What happens to the messages? Do they get processed at a slower rate or on a subsystem that works in the background without having more messages being constantly added? Or do you just nuke them out of orbit and not care? That doesn't seem like a good idea to me since loss of information. Would love to know more about this!

2
toast0 2 days ago

Nuked; it's the only way to be sure. It's not that we didn't care about the messages in the queue, it's just there's too many of them, they can't be processed, and so into the bin they go. This strategy is more viable for reads and less viable for writes, and you shouldn't nuke the mnesia processes's queues, even when they're very backlogged ... you've got to find a way to put backpressure on those things --- maybe a flag to error out on writes before they're sent into the overlarge queue.

Mostly this is happening in the context of request/response. If you're a client and connect to the frontend you send a auth blob, and the frontend sends it to the auth daemon to check it out. If the auth daemon can't respond to the frontend in a reasonable time, the frontend will drop the client; so there's no point in the auth daemon looking at old messages. If it's developed a backlog so high it can't get it back, we failed and clients are having trouble connecting, but the fastest path to recovery is dropping all the current requests in progress and starting fresh.

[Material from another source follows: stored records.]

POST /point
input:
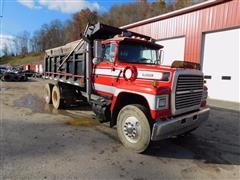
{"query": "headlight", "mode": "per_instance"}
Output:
(205, 93)
(162, 102)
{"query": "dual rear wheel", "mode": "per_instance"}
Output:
(52, 95)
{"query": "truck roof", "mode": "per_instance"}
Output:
(134, 39)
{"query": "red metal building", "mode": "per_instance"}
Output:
(207, 33)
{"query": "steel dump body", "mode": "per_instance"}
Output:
(71, 71)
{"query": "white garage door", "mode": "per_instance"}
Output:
(221, 56)
(173, 50)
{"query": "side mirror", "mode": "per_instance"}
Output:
(96, 60)
(97, 47)
(161, 56)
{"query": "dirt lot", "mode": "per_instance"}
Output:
(38, 142)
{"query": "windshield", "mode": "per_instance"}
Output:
(137, 53)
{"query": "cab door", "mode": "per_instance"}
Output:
(104, 73)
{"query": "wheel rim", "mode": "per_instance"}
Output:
(131, 129)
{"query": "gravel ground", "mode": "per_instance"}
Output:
(38, 142)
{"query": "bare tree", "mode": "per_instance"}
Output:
(5, 50)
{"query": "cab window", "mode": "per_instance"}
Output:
(108, 52)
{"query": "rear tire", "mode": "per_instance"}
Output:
(133, 128)
(56, 98)
(48, 93)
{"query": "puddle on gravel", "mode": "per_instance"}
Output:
(34, 103)
(37, 105)
(84, 121)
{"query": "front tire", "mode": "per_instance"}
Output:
(133, 128)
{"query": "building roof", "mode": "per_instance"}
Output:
(203, 5)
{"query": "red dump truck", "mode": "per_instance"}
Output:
(119, 73)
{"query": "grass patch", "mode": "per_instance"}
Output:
(17, 60)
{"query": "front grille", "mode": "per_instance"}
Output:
(188, 91)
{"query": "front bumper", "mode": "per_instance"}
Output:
(179, 125)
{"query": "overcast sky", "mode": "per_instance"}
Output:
(20, 15)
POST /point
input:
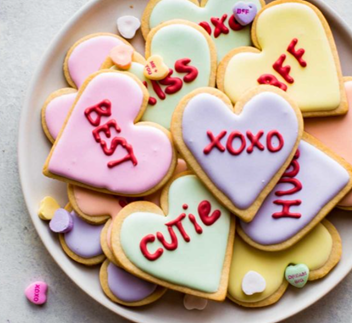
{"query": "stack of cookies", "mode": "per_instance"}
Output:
(208, 165)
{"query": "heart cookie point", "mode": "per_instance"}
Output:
(47, 208)
(128, 26)
(36, 292)
(253, 283)
(297, 275)
(121, 55)
(155, 69)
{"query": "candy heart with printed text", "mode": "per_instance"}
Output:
(186, 246)
(102, 146)
(294, 51)
(215, 16)
(239, 153)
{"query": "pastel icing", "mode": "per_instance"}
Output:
(88, 56)
(241, 178)
(172, 43)
(196, 264)
(77, 156)
(313, 250)
(84, 238)
(335, 133)
(127, 287)
(316, 87)
(187, 10)
(321, 178)
(57, 111)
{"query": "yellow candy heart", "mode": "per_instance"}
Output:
(155, 69)
(47, 208)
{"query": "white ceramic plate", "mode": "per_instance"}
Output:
(100, 16)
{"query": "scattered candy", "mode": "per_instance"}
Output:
(36, 292)
(47, 208)
(127, 26)
(253, 283)
(297, 275)
(194, 303)
(121, 55)
(244, 12)
(155, 69)
(62, 222)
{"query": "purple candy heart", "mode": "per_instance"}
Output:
(62, 222)
(244, 12)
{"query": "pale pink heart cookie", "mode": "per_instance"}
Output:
(336, 133)
(241, 154)
(101, 147)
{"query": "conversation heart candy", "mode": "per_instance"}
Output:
(47, 208)
(253, 283)
(244, 12)
(128, 26)
(36, 292)
(121, 55)
(194, 303)
(155, 69)
(297, 275)
(62, 222)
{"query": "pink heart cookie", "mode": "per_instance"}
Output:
(102, 148)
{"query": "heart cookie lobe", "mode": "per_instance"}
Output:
(188, 249)
(239, 154)
(216, 17)
(101, 147)
(289, 58)
(313, 184)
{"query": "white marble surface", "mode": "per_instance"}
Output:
(26, 28)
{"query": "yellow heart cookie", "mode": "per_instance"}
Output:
(155, 69)
(296, 52)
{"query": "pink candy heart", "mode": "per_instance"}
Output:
(36, 292)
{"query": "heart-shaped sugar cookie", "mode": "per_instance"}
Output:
(215, 16)
(102, 148)
(188, 249)
(239, 155)
(296, 52)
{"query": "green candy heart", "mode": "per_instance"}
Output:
(297, 275)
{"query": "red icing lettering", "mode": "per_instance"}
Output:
(229, 145)
(285, 213)
(197, 227)
(174, 84)
(204, 209)
(234, 25)
(143, 246)
(297, 54)
(181, 66)
(255, 141)
(219, 25)
(269, 142)
(284, 71)
(206, 26)
(215, 142)
(102, 109)
(272, 80)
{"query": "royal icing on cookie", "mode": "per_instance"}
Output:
(127, 287)
(294, 43)
(216, 17)
(336, 133)
(314, 250)
(312, 180)
(87, 55)
(194, 234)
(84, 238)
(238, 153)
(190, 55)
(102, 147)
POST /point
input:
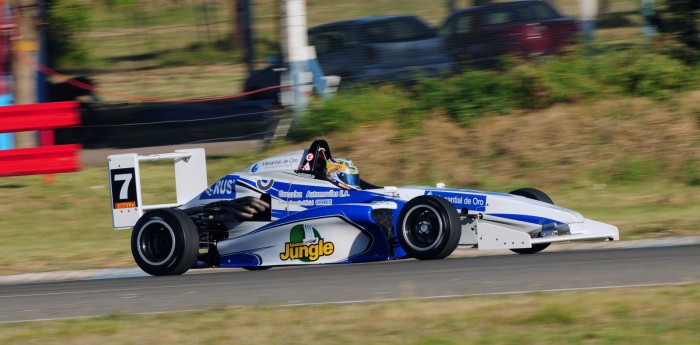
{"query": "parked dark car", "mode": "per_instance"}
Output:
(371, 49)
(480, 35)
(380, 48)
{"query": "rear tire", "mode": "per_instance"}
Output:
(165, 242)
(429, 228)
(536, 194)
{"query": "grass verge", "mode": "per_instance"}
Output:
(662, 315)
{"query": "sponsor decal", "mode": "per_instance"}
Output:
(470, 201)
(331, 193)
(264, 186)
(126, 204)
(291, 195)
(306, 244)
(224, 188)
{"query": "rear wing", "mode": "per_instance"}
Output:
(125, 182)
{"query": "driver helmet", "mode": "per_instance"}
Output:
(342, 172)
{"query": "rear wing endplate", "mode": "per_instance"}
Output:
(125, 182)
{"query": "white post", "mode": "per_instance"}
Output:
(589, 10)
(296, 53)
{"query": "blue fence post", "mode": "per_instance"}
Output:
(7, 140)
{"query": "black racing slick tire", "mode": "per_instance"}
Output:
(536, 194)
(429, 228)
(165, 242)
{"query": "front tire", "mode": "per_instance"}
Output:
(535, 194)
(165, 242)
(429, 228)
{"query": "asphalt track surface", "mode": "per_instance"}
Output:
(354, 283)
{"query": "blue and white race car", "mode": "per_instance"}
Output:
(308, 207)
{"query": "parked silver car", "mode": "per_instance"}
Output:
(381, 48)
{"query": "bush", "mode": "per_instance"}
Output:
(466, 96)
(520, 85)
(354, 106)
(65, 18)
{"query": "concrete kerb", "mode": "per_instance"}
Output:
(91, 274)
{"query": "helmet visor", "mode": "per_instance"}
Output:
(352, 180)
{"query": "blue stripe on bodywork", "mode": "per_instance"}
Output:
(525, 218)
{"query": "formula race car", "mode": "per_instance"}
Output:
(308, 207)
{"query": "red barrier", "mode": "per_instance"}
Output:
(40, 160)
(49, 158)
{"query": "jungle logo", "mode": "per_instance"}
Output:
(306, 244)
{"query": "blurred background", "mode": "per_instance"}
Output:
(200, 48)
(596, 102)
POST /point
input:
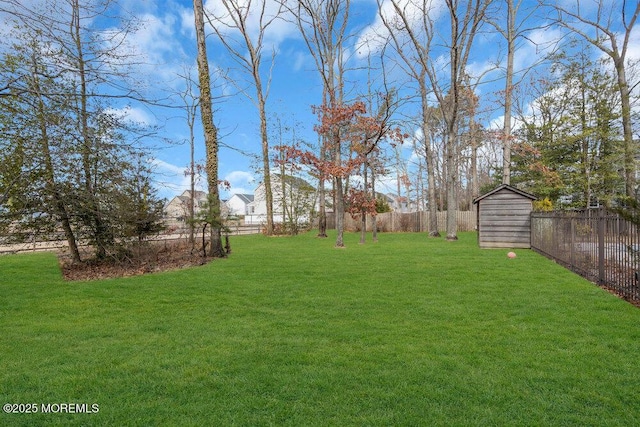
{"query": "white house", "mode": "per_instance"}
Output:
(176, 212)
(240, 204)
(296, 201)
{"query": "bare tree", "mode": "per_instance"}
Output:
(190, 102)
(465, 21)
(323, 24)
(512, 30)
(251, 20)
(596, 25)
(210, 134)
(410, 31)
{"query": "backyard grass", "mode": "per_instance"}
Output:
(292, 331)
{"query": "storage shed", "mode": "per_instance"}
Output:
(504, 218)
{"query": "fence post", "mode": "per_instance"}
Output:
(601, 227)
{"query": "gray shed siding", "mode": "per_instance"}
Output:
(504, 220)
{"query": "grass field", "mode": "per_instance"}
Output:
(292, 331)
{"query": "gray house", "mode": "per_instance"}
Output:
(504, 218)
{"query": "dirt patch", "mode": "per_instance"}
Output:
(143, 259)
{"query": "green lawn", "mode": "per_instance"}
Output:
(292, 331)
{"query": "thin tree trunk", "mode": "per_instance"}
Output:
(210, 133)
(508, 100)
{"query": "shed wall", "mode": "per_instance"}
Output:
(504, 221)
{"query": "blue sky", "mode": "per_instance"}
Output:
(166, 43)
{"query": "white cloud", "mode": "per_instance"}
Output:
(242, 182)
(132, 115)
(374, 36)
(278, 30)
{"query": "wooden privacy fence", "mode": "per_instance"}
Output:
(598, 245)
(408, 222)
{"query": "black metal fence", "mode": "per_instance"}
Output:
(598, 245)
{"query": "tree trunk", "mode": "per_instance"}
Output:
(210, 133)
(508, 100)
(430, 161)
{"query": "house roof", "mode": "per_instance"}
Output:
(505, 187)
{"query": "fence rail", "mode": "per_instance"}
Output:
(596, 244)
(410, 221)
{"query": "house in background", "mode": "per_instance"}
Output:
(295, 201)
(176, 212)
(240, 204)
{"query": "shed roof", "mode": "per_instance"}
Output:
(505, 187)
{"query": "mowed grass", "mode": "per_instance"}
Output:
(292, 331)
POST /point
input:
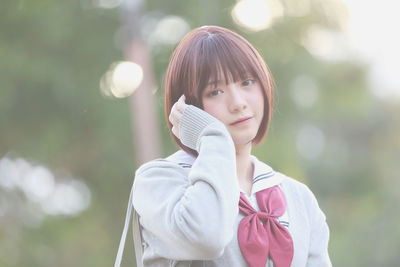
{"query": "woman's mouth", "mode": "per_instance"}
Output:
(241, 121)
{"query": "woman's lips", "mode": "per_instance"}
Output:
(241, 121)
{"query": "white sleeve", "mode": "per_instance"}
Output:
(319, 237)
(193, 215)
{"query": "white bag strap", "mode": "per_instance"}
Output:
(137, 236)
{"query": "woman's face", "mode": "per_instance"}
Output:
(239, 105)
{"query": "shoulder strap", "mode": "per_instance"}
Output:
(137, 237)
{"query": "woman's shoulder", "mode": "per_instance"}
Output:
(298, 191)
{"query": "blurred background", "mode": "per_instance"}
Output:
(81, 105)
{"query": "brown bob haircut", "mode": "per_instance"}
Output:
(205, 54)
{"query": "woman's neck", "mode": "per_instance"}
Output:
(244, 168)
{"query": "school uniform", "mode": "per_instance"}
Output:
(188, 206)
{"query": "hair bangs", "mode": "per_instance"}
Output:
(224, 60)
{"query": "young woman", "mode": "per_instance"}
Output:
(212, 203)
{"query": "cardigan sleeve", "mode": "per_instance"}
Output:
(319, 236)
(191, 215)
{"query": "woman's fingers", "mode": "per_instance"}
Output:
(176, 114)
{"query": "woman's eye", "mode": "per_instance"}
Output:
(215, 92)
(248, 82)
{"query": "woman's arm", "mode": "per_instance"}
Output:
(192, 215)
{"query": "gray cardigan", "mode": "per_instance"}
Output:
(188, 206)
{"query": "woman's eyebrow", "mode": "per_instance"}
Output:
(214, 83)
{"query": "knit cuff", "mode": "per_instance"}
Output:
(192, 123)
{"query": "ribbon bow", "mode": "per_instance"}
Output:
(260, 234)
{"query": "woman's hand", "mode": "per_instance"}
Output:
(176, 114)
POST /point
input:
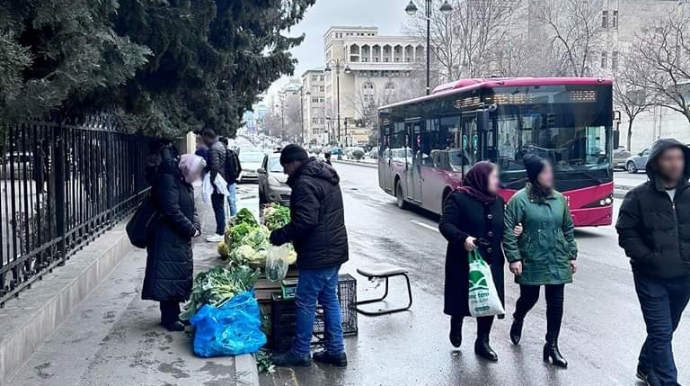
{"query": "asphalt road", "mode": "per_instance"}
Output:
(601, 334)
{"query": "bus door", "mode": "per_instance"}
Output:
(413, 158)
(385, 172)
(470, 141)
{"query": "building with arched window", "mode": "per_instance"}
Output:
(381, 70)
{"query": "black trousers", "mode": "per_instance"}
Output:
(170, 311)
(483, 324)
(555, 295)
(663, 302)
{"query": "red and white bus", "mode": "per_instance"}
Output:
(428, 143)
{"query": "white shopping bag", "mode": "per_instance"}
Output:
(207, 189)
(483, 297)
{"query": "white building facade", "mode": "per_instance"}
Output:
(313, 105)
(368, 70)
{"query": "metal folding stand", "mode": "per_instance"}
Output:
(384, 271)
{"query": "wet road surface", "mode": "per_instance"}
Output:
(601, 335)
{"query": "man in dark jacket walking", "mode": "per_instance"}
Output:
(654, 230)
(216, 166)
(317, 230)
(233, 168)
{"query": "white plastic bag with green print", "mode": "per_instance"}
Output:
(483, 297)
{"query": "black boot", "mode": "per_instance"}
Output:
(483, 349)
(551, 351)
(456, 332)
(516, 331)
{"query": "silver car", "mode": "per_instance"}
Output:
(273, 182)
(251, 162)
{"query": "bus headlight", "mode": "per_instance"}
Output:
(600, 203)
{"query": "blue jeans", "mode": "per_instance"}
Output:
(662, 302)
(218, 203)
(318, 285)
(232, 199)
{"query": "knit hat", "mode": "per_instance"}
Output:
(533, 165)
(291, 153)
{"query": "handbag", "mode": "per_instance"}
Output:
(139, 226)
(483, 296)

In some scenarios even if the process knew it was backlogged and wanted to just accept messages one at a time and drop them, that's not fast enough to catch up to the backlog. The longer you're in unrecoverable backlog, the worse the backlog gets, because in addition to the regular load from clients waking up, you've also got all those clients that tried and failed going to retry. If the outage is long enough, you do get a bit of a drop off, because clients that can't connect don't send messages that require waking up other clients, but that effect isn't so big when you've only got a large backlog a few shards.

cess11 2 days ago

If the user client is well implemented either it or the user notices that an action didn't take effect and tries again, similar to what you would do if a phone call was disconnected unexpectedly or what most people would do if a clicked button didn't have the desired effect, i.e. click it repeatedly.

In many cases it's not a big problem if some traffic is wasted, compared to desperately trying to process exactly all of it in the correct order, which at times might degrade service for every user or bring the system down entirely.